I knew she was right. I didn't want to talk. But I needed to. I walked to the front and waited in a small line for my turn.
When I got up there I don't really know what I said. But what I hope I said was that I loved her. She was one of those people that change you. She was easy to be with. No judgement and no approval. She was kind and generous and was the kind of friend that would walk through fire for you.
We were roommates for a few years, both raising kids without husbands. We had movie nights and cooked dinners together. We planned birthday parties and bought furniture. We cried when life was hard and laughed when it wasn't. Oh how we laughed. I laughed more with her than anyone else.
She had a loud big great laugh. She was fun, so much fun. She made me feel alive. We shared ballet recitals and football games and glasses of wine and our faith, our regrets, our dreams, our pasts. We went through break ups and dealt with our families. We were both broke and alone but for that time in my life she was all I had. She gave great big hugs even when I didn't want one. She believed in me cause that was just who she was. She saw the good in everything. We started working together and most people assumed we were probably a couple. It was like a marriage.
Did you take out the trash. I was thinking chicken for dinner. We need to talk to the kids about emptying the litter box. I want to see that movie, how about Sunday after church.
This was our world. Everyday we woke up in the same house drove the same roads to the same office and had dinner in the same kitchen.
She was my best friend. She was all I had. She made me stop worrying and laugh. We got into trouble together, made mistakes together, felt lost and felt invincible. She always ended a phone call by saying
"love you" even when I didn't.
Now she was gone. Now it would never be ever again.
The funeral concluded after 2 hours of people that loved her told their stories. This one girl said she had been homeless and had a child with nowhere to go and Felissa took her in. That was my friend. I loved that piece of her, that selfless give all you have cause it's right part. I know now how rare that is. That is special.
We walked outside to the cemetary. As we waited for the hearse to make it's way over I was watching her sister in law with the baby. She was trying to console him. It was something his mom should of been doing. I kept reminding myself that his mom was gone. He would never hear her laugh.
Then this one moment happened that will forever be burned in my mind. The sister in law dropped the baby's blanket and didn't notice. Then they started unloading her casket. Her son was carrying it.
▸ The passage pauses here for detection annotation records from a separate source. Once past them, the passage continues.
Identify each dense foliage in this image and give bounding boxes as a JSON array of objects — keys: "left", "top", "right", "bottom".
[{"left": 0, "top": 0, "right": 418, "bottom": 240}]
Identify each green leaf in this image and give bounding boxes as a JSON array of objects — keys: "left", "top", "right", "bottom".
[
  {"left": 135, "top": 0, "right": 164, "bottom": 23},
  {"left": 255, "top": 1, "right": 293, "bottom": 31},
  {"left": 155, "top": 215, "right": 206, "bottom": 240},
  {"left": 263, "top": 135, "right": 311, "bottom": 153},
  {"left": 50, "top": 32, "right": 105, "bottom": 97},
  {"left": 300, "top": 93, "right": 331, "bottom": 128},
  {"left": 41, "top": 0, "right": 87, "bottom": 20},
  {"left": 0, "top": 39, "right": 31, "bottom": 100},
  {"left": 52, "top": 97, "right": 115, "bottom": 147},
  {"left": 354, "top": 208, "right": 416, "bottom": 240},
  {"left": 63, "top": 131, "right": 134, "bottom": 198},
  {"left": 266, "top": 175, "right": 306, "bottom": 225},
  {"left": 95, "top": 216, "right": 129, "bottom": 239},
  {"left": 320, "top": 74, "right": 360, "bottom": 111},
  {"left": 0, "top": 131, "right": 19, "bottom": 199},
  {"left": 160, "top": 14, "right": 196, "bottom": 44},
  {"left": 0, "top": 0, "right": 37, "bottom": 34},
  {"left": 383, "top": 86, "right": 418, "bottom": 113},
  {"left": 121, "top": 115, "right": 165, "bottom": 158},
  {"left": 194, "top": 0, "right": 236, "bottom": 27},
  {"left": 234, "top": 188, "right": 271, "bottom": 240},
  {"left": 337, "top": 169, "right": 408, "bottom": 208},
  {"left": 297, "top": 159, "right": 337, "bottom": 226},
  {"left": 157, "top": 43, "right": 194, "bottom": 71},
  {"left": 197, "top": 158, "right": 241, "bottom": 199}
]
And I will never forget the image of this bright blue baby blanket resting on the ground with her older son carrying her casket. None of them should of been there. There shouldn't be baby's blanket at a funeral. Their mom's should pick up their blankets when they fall. She should of been there. She can't be gone.
They released balloons and I touched her casket and said a prayer and then said my good byes and left my friend in Utah. I somehow made it home. I somehow kept going to work and talking to my kids and making dinner and listening to music and pretending that life goes on.
But it never really does. I will always think of her. I thought about her when I was drying the dishes. I bought orange tulips at the grocery store cause I was afraid I would die and look back and regret how many times I said "Not today".
I hope her memory reminds me that life is fast and fleeting and a great friend is worth it.
Cause life does get hard and empty. But she showed me to find the bright spots.
I don't know who said it but I love this quote.
"It is easy to be heavy. It is hard to be light."
That was Felis, she was light. She was light even in her own darkness.
She chose to see the good in everything and did her best to ignore the bad.
I hope I can learn to be more like her.